Fachin defende STF e critica relatório da comissão americana sobre Moraes

Fachin rebate relatório de comissão dos EUA crítico a Moraes e defende atuação do STF

O presidente do Supremo Tribunal Federal (STF), Edson Fachin, divulgou uma nota em defesa do ministro Alexandre de Moraes e da própria corte, afirmando que o STF tem um histórico de proteção à liberdade de expressão, mas que este direito não é absoluto e não pode ser usado como justificativa para a prática de crimes. A nota foi uma resposta a um relatório do comitê judiciário da Câmara dos Representantes dos Estados Unidos, que criticou Moraes, alegando que suas ações poderiam interferir nas eleições brasileiras de 2026 e que ele estaria censurando a liberdade de expressão.

Embora Fachin não tenha mencionado diretamente Moraes, sua defesa destaca decisões do STF que proíbem restrições indevidas à liberdade de expressão, citando um julgamento de 2018 que considerou inconstitucionais as limitações impostas pela legislação eleitoral sobre críticas a candidatos e autoridades. O STF reafirmou que a liberdade de expressão inclui o direito de criticar figuras públicas, mesmo que de forma contundente.

O relatório dos EUA, que é o terceiro publicado sobre o Brasil, expõe decisões sigilosas de Moraes relacionadas a redes sociais, que foram obtidas por meio de intimações a plataformas como a rede social X, de Elon Musk. A crítica norte-americana à conduta do ministro foi considerada tendenciosa por uma reportagem da Folha de S. Paulo, que observou que o documento parecia favorecer uma narrativa alinhada a apoiadores do ex-presidente Jair Bolsonaro, ignorando os ataques à democracia perpetrados por figuras da direita.

Fachin argumenta que, contrariamente ao que a comissão dos EUA sugere, a liberdade de expressão é um direito fundamental com posição preferencial no ordenamento jurídico brasileiro, sendo essencial para a efetivação da democracia. Ele defende que as ordens de Moraes, respaldadas pelo STF, foram legítimas, pois estavam relacionadas a investigações sobre crimes de tentativa de golpe de Estado, com indícios robustos de práticas ilícitas.

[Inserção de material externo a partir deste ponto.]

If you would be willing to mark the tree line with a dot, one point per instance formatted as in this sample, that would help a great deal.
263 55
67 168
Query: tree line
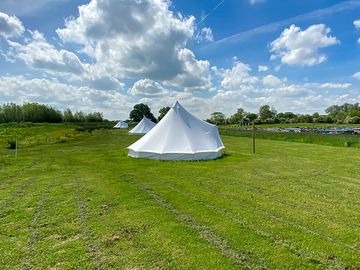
335 114
40 113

O presidente do STF também menciona que as remoções de conteúdos em plataformas digitais são parte de investigações sobre milícias digitais que utilizam redes sociais para cometer crimes graves, como tentativas de golpe e associação criminosa. Ele argumenta que as decisões do STF sobre a responsabilização das plataformas no Marco Civil da Internet visam equilibrar a proteção dos direitos na internet e a liberdade de expressão, ao mesmo tempo em que buscam prevenir crimes.

Além disso, Fachin ressalta que a decisão do STF que ampliou as obrigações das plataformas de redes sociais no Brasil, tornando-as responsáveis por remover proativamente conteúdos que incitem à violência ou que sejam antidemocráticos, segue uma tendência global de reavaliação da proteção de direitos na internet. Ele ainda compara as regras brasileiras com a legislação dos EUA, citando o Communications Decency Act, que oferece imunidade às plataformas, mas tem exceções, e menciona as normas europeias mais rigorosas previstas no Digital Services Act.

Por fim, Fachin conclui que o STF busca uma decisão que equilibre a responsabilização das plataformas e a proteção da liberdade de expressão, refletindo um compromisso com a democracia e a efetividade do Estado de Direito no Brasil.